In January 2012, just before South Carolina’s Republican presidential primary, the Charleston-based Christian Coalition of America, one of the most influential advocacy groups in conservative politics, flew Emanuel down to meet with the GOP presidential candidates. Perhaps an unlikely prophet of doom where global warming is concerned, the coalition has begun to push Republicans to take action on climate change, out of worry that coming catastrophes could hit the next generation hard, especially the world’s poor.
The meetings didn’t take. “[Newt] Gingrich and [Mitt] Romney understood, … and I think they even believed the evidence and understood the risk,” Emanuel says. “But they were so terrified by the extremists in their party that in the primaries they felt compelled to deny it. Which is not good leadership, good integrity. I got a low impression of them as leaders.” Throughout the Republican presidential primaries, every candidate but one—former Utah Gov. Jon Huntsman, who was knocked out of the race at the start—questioned, denied, or outright mocked the science of climate change.
Soon after his experience in South Carolina, Emanuel changed his lifelong Republican Party registration to independent. “The idea that you could look a huge amount of evidence straight in the face and, for purely ideological reasons, deny it, is anathema to me,” he says.
Emanuel predicts that many more voters like him, people who think of themselves as conservative or independent but are turned off by what they see as a willful denial of science and facts, will also abandon the GOP, unless the party comes to an honest reckoning about global warming.
And a quiet, but growing, number of other Republicans fear the same thing. Already, deep fissures are emerging between, on one side, a base of ideological voters and lawmakers with strong ties to powerful tea-party groups and super PACs funded by the fossil-fuel industry who see climate change as a false threat concocted by liberals to justify greater government control; and on the other side, a quiet group of moderates, younger voters, and leading conservative intellectuals who fear that if Republicans continue to dismiss or deny climate change, the party will become irrelevant.
“There is a divide within the party,” says Samuel Thernstrom, who served on President George W. Bush’s Council on Environmental Quality and is now a scholar of environmental policy at the American Enterprise Institute, a conservative think tank. “The position that climate change is a hoax is untenable.”
A concerted push has begun within the party—in conservative think tanks and grassroots groups, and even in backroom, off-the-record conversations on Capitol Hill—to persuade Republicans to acknowledge and address climate change in their own terms. The effort will surely add heat to the deep internal conflict in the years ahead.
Republicans have been struggling with an identity crisis since the 2012 presidential election. In particular, the nation’s rapid demographic changes are forcing the GOP to come to terms with the newly powerful influence of Hispanic voters and to confront the issue of immigration. For now, climate change isn’t getting anywhere close to that kind of urgent scrutiny from Republicans, at least not in public. GOP strategists say that Republican candidates hoping to win primary races, where the electorate tends to be older and more ideologically driven, are still best served to deny, ignore, or dismiss climate change.

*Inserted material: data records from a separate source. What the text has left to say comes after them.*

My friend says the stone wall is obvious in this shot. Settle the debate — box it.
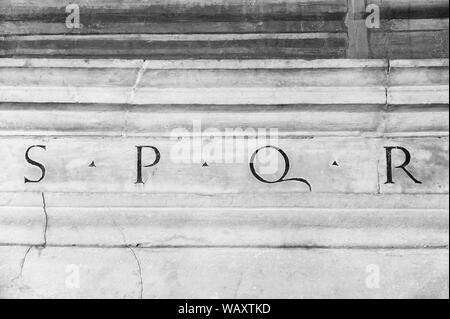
[0,0,448,298]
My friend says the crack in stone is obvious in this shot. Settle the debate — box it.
[122,60,149,137]
[10,246,33,284]
[385,58,391,112]
[109,214,144,298]
[374,59,392,189]
[375,59,391,137]
[128,60,149,105]
[41,193,48,247]
[129,248,144,299]
[109,212,129,246]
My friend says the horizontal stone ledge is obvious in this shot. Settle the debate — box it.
[0,86,387,105]
[0,57,445,70]
[0,21,348,36]
[0,32,348,59]
[1,33,344,42]
[1,57,445,69]
[0,30,446,61]
[369,30,449,59]
[44,207,450,248]
[376,18,449,32]
[0,207,45,246]
[0,58,448,105]
[0,104,448,137]
[0,58,389,69]
[367,0,449,20]
[1,206,447,248]
[2,192,447,247]
[388,86,449,105]
[1,246,448,298]
[0,137,447,194]
[1,192,448,209]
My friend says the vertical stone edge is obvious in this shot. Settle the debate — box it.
[346,0,370,58]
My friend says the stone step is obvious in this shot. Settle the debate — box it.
[1,246,448,298]
[0,59,448,106]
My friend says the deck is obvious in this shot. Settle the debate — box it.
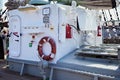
[0,60,42,80]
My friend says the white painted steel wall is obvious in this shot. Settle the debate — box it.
[8,4,80,63]
[77,7,102,46]
[77,8,98,31]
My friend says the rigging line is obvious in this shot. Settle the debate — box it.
[115,8,120,21]
[104,10,109,21]
[108,9,115,25]
[108,9,113,21]
[102,10,106,21]
[102,9,107,26]
[1,8,8,16]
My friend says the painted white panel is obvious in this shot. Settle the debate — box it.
[8,4,80,63]
[77,8,98,30]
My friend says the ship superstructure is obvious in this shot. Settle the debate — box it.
[6,0,120,80]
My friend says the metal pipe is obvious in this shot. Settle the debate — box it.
[52,66,115,79]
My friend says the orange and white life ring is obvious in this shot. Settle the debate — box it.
[38,36,56,61]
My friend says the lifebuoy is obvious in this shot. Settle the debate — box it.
[38,36,56,61]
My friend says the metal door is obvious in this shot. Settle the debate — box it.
[9,15,21,57]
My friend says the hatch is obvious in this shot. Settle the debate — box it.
[9,15,21,57]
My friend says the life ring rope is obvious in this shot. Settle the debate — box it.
[38,36,56,61]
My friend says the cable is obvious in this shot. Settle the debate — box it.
[77,17,80,31]
[69,25,80,34]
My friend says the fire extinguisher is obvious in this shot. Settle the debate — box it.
[97,26,102,36]
[66,24,72,38]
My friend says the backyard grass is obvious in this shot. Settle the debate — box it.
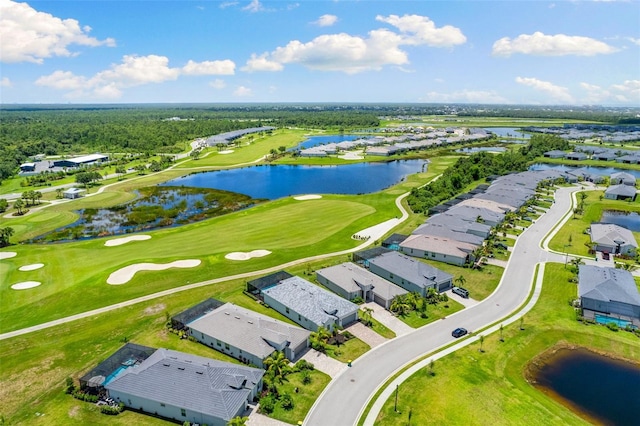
[548,190,640,258]
[374,263,640,426]
[421,261,504,301]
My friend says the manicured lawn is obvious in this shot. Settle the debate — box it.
[269,370,331,425]
[398,300,464,328]
[421,261,504,301]
[326,337,371,363]
[373,263,640,425]
[363,316,396,339]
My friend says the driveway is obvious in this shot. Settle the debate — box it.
[298,349,347,379]
[362,302,413,336]
[344,321,388,348]
[445,290,480,308]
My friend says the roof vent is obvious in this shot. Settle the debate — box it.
[178,367,185,371]
[225,312,230,315]
[248,320,253,324]
[162,363,170,367]
[235,316,240,319]
[196,371,204,375]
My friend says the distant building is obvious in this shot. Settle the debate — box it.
[604,184,637,201]
[564,152,588,161]
[610,172,636,186]
[53,154,108,168]
[104,347,263,426]
[261,275,359,332]
[543,150,566,159]
[589,223,638,256]
[19,163,36,172]
[63,188,85,199]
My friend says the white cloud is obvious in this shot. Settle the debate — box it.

Today, a Republican candidate “wouldn’t be able to win a primary with a Jon Huntsman position on this,” says strategist Glen Bolger.
The problem is, as polling data and the changing demographics of the American electorate show, it’s likely that the position that can win voters in a primary will lose voters in a general election. Some day, though, the facts—both scientific and demographic—will force GOP candidates to confront climate change whether they want to or not. And that day will come sooner than they think.
Already, the numbers tell the story. Polls show that a majority of Americans, and a plurality of Republicans, believe global warming is a problem. Concern about the issue is higher among younger voters and independents, who Republicans will need to attract if they want to win elections.